Chronic Treatment with Quercetin does not Inhibit Angiotensin‐Converting Enzyme In Vivo or In Vitro

  The precise mechanisms explaining the anti‐hypertensive effects produced by quercetin are not fully known. Here, we tested the hypothesis that chronic quercetin treatment inhibits the angiotensin‐converting enzyme (ACE). We examined whether quercetin treatment for 14 days reduces in vivo responses to angiotensin I or enhances the responses to bradykinin in anaesthetised rats. We measured the changes in systemic arterial pressure induced by angiotensin I in doses of 0.03–10 μg/kg, by angiotensin II in doses of 0.01–3 μg/kg, and to bradykinin in doses of 0.03–10 μg/kg in anaesthetised rats pre‐treated with vehicle (controls), or daily quercetin 10 mg/kg intraperitoneally for 14 days, or a single i.v. dose of captopril 2 mg/kg.
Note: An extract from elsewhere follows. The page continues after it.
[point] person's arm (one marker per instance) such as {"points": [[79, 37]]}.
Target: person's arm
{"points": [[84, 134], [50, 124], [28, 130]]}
Plasma ACE activity was determined by a fluorometric method. Plasma quercetin concentrations were assessed by high performance liquid chromatography. Quercetin treatment induced no significant changes in the hypertensive responses to angiotensin I and angiotensin II, as well in the hypotensive responses to bradykinin (all p >  0.05). Conversely, as expected, a single dose of captopril inhibited the hypertensive responses to angiotensin I and potentiated the bradykinin responses (all p <  0.01), while no change was found in the vascular responses to angiotensin II (all p >  0.05). In addition, although we found significant amounts of quercetin in plasma samples (mean = 206 ng/mL), no significant differences were found in plasma ACE activity in rats treated with quercetin compared with those found in the control group (50 ± 6 his‐leu nmol/min/mL and 40 ± 7 his‐leu nmol/min/mL, respectively; p >  0.05). These findings provide strong evidence indicating that quercetin does not inhibit ACE in vivo or in vitro and indicate that other mechanisms are probably involved in the antihypertensive and protective cardiovascular effects associated with quercetin.